Sung Eun "Samuel" Kwon, Ph.D.
May 19(Thu) - May 19(Thu), 2022
12PM
Online zoom (ID: 728-142-6028)
Neuro@noon Seminar
Date: 12:00 PM, Thursday, May 19th
Speaker: Sung Eun "Samuel" Kwon, Ph.D.
(Department of Molecular, Cellular, Developmental Biology, University of Michigan)
Title: Learning-related plasticity of population coding in sensory cortex
Abstract: Our ability to categorize external sensory stimuli and initiate an appropriate goal-oriented action is critical for daily lives. Typical responses of cortical neurons to identical sensory stimuli are highly variable and noisy. Much work has investigated the impact of correlated response variability on the amount of information encoded in sensory cortical areas. A dogmatic view is that the correlated variability among similarly tuned neurons limits the amount of sensory information encoded. However, learning-dependent formation of subnetworks – groups of neurons that share elevated correlated variability and similar tuning towards task-associated variables – is frequently observed, even in primary sensory cortices. An emerging view posits that, while subnetworks of highly correlated neurons make sensory encoding less efficient, they benefit decision-making by enhancing the information propagation to downstream areas. Critically, however, it remains relatively unexplored how neuronal correlations change through learning different tasks.

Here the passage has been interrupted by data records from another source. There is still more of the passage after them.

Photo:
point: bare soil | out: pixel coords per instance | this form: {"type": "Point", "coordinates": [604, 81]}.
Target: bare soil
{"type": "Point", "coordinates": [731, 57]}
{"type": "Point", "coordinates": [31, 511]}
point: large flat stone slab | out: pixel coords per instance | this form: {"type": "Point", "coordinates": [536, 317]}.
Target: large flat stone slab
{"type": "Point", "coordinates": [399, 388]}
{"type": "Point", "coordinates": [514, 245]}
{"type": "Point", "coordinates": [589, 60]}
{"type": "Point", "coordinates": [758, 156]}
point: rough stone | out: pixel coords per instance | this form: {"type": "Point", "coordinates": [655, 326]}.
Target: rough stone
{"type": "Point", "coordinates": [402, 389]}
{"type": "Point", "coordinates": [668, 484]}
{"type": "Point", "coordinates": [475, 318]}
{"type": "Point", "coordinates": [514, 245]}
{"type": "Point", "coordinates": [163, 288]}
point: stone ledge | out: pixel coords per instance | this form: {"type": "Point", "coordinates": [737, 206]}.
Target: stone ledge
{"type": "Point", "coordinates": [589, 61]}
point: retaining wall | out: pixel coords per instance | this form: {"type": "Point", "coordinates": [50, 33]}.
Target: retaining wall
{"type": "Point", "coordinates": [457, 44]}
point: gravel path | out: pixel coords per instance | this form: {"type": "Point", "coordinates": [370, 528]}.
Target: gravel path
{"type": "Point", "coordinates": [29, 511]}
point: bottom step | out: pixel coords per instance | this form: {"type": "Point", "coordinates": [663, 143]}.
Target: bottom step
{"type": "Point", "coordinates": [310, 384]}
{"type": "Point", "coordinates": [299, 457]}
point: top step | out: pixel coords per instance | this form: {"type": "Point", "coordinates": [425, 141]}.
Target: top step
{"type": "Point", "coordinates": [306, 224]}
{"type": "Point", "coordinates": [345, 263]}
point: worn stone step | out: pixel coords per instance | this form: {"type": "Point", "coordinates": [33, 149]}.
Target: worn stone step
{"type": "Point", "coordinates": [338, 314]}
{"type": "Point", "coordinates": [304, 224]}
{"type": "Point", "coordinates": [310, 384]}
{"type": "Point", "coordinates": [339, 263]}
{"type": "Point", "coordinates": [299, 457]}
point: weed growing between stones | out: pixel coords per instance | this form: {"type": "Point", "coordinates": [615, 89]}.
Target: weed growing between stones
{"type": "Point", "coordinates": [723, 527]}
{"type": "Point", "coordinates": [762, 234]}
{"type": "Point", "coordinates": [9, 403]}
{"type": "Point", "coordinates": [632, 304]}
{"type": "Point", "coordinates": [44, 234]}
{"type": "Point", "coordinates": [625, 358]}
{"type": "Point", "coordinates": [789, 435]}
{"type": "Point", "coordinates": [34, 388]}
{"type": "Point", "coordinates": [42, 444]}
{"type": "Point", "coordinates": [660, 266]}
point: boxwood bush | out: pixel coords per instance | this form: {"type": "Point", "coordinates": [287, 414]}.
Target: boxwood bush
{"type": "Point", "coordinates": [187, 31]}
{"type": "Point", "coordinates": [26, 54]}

We recorded population activity of layer 2/3 neurons in the whisker somatosensory cortex while head-fixed mice learn to categorize whisker vibration frequency and report by licking the lick port. Additional cohorts of mice were subjected to either repeated whisker stimulation (control) or ‘detection’ task in which animals reported the presence of whisker stimulus without categorizing the stimulus frequency. During category learning, neurons responding to stimuli within the same category display increases in pairwise signal and noise correlations across learning, whereas those in opposite categories show decreased correlations. This result shows that learning drives the formation of categorical ‘subnetworks’ in the L2/3 of wS1. Importantly, removing noise correlations by shuffling trials improves decoding of stimulus category with SVM, suggesting that they are ‘information limiting’. We have tested whether such subnetworks emerge specifically during category learning or ‘simpler’ tasks such as whisker detection.